Declaring a state of emergency is a critical part of New Zealand’s response to disasters, giving authorities extraordinary powers designed to deliver a swift and effective response.


IMAGE: Robert McLachlan

 

Eight of the emergency declarations were owing to Cyclone Gabrielle in February, with local emergencies declared in multiple regions, until a national state of emergency lasting 28 days was declared.


The South Island has seen only two states of emergency so far this year, with heavy rainfall and flooding in Gore and Queenstown in September, while the North Island has borne the brunt of multiple extreme weather events.

 

Northland, Auckland, Waikato, Bay of Plenty, Tairāwhiti and Hawke's Bay were hit the hardest by Cyclone Gabrielle, and Auckland, Tairāwhiti, and Waikato have also forced into states of emergency because of other severe weather events.


Scientists are in no doubt that the events were exacerbated by rising temperatures caused by climate change, with a rapid attribution study concluding “with certainty” that human-induced climate change was the main driver making Cyclone Gabrielle’s extreme rainfall more likely.


Robert McLachlan, Massey University distinguished professor in Applied Mathematics, says 2023 has been exceptional in terms of global temperature rise.


The global temperature anomaly for 2002-2016 averaged +0.95ºC above the 1880-1910 baseline, while for 2017-2022 it was +1.18ºC. However, for the first nine months of 2023 that was much higher, with the global temperature anomaly +1.39ºC above the baseline.


“So 2023 is highly exceptional and may indicate what a 'normal' year looks like in 10 or 15 years' time.”


IMAGE: Robert McLachlan



McLachlan’s analysis drives home the relentless rise in payouts for climate-related disasters. “The 2004 floods in the lower North Island were exceptionally bad. So bad that the insured damage for the entire year was not exceeded until 2017, McLachlan says. “Since then it has been exceeded every year. The total for 2023 exceeds that for the previous 14 years.”


Going back further, the single most expensive previous event in the Insurance Council's records was the Wahine storm. “That cost $13.5m in 1968, equivalent to $300m today,” McLachlan says.


The previous government had planned to introduce a Climate Adaptation Bill as part of their package of Resource Management Act reforms, but this was delayed. “Questions of climate adaptation and its financing and risk sharing will now pass to the new government,” McLachlan says.


Jonathan Boston, Victoria University of Wellington emeritus professor and climate adaptation expert, says that 2023 had a “highly unusual” number of extreme weather events.
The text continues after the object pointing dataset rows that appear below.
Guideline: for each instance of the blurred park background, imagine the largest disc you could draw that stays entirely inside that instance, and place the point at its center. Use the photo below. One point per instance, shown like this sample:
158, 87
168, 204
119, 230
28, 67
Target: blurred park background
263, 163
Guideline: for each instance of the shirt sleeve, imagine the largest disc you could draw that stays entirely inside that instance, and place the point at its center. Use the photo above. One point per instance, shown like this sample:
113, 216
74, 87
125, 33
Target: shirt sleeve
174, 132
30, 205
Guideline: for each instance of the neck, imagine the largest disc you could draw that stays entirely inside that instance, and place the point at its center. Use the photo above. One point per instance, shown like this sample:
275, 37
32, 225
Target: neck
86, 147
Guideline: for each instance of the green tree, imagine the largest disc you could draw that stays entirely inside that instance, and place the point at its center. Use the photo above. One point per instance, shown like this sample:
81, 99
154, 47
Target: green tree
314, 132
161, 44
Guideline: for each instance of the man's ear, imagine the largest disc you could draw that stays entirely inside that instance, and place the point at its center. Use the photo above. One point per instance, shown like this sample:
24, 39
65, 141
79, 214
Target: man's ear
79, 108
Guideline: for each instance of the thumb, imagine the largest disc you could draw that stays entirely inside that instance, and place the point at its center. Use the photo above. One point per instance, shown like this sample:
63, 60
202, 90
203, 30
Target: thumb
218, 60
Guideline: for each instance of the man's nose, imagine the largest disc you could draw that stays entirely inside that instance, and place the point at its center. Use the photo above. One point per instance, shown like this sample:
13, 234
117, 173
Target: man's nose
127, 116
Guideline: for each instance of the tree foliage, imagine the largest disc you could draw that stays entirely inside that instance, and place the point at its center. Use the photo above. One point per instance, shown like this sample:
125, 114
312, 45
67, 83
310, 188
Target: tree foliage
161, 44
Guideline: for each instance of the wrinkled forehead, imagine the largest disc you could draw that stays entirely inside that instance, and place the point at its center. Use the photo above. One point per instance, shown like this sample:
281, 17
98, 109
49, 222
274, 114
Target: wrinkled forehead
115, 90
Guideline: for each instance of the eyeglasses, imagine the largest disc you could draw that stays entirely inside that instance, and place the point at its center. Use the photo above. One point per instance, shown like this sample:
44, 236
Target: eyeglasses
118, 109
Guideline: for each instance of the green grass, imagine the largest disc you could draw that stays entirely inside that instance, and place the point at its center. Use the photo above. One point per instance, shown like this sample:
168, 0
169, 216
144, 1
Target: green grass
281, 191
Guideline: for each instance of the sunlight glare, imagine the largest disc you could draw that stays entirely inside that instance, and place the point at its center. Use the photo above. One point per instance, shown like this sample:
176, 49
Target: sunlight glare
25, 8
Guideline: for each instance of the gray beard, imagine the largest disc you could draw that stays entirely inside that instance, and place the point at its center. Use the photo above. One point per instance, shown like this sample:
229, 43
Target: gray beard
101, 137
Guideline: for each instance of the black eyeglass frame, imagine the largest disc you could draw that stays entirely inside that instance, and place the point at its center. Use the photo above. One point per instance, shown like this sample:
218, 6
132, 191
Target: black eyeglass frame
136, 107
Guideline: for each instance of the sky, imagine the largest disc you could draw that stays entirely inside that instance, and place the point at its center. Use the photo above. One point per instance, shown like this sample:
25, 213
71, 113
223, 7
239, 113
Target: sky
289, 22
While stressing that he is not a meteorologist, Boston says the weather events were partly driven by the end of three years of a La Niña weather pattern in the Pacific and high ocean temperatures.


“In all likelihood there will not be as many severe weather events over the next year or two, with an El Niño weather pattern in the tropical Pacific. This will likely shift the focus of severe weather away from those parts of New Zealand that were badly affected this year.”


However, over time the costs and disruption from severe weather events will increase, Boston says. “This will be exacerbated by sea level rise, which will intensify coastal erosion and coastal inundation, and the damage caused by storms.”


The incoming government will need to make the right decisions to put Aotearoa in the best position to face challenging times ahead. “It should follow the advice in the recent report of the Expert Working Group on Managed Retreat, of which I was a member,” Boston says.